Just as we stood for freedom in the 20th century, we must stand together for the right of people everywhere to live free from fear in the 21st century. (Applause.) And as nuclear power - as a nuclear power, as the only nuclear power to have used a nuclear weapon, the United States has a moral responsibility to act. We cannot succeed in this endeavor alone, but we can lead it, we can start it.

(本当に核兵器を使った唯一の核保有国として、合衆国は行動する道徳的責任がある)


Just this morning, we were reminded again of why we need a new and more rigorous approach to address this threat. North Korea broke the rules once again by testing a rocket that could be used for long range missiles. This provocation underscores the need for action - not just this afternoon at the U.N. Security Council, but in our determination to prevent the spread of these weapons.

(北朝鮮のテポドンU打ち上げに抗議した部分。国際的な対応を強く促した)


○もちろん、どちらも重要な部分ですし、日本のメディアが反応してしまうのも分かるのですが、この演説全体を通すテーマは、「核兵器の廃絶を目指すと米国大統領が宣言したこと」であって、これはやっぱりすごいことだと思うのです。

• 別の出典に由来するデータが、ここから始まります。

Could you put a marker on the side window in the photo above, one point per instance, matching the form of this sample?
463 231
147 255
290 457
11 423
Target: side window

○もちろん、この演説に対して米国内の保守派は反発している。Wall Street Journal紙は、4月7日付社説でこの演説を取り上げ、オバマは"The Nuclear Illusionist"であると切って捨てている。下記のような批判は、いかにも米国らしい反応というべきで、ワシなども「ああ、やっぱりね」と思ってしまう。つまり「広島に謝罪するのはトルーマン大統領への冒涜だ」「道徳的権威だけでは、北朝鮮やイラン、アルカイダの残党への抑止にはならない」という指摘である。


The President went even further in Prague, noting that "as a nuclear power -- as the only nuclear power to have used a nuclear weapon -- the United States has a moral responsibility to act." That barely concealed apology for Hiroshima is an insult to the memory of Harry Truman, who saved a million lives by ending World War II without a bloody invasion of Japan. As for the persuasive power of "moral authority," we should have learned long ago that the concept has no meaning in Pyongyang or Tehran, much less in the rocky hideouts of al Qaeda.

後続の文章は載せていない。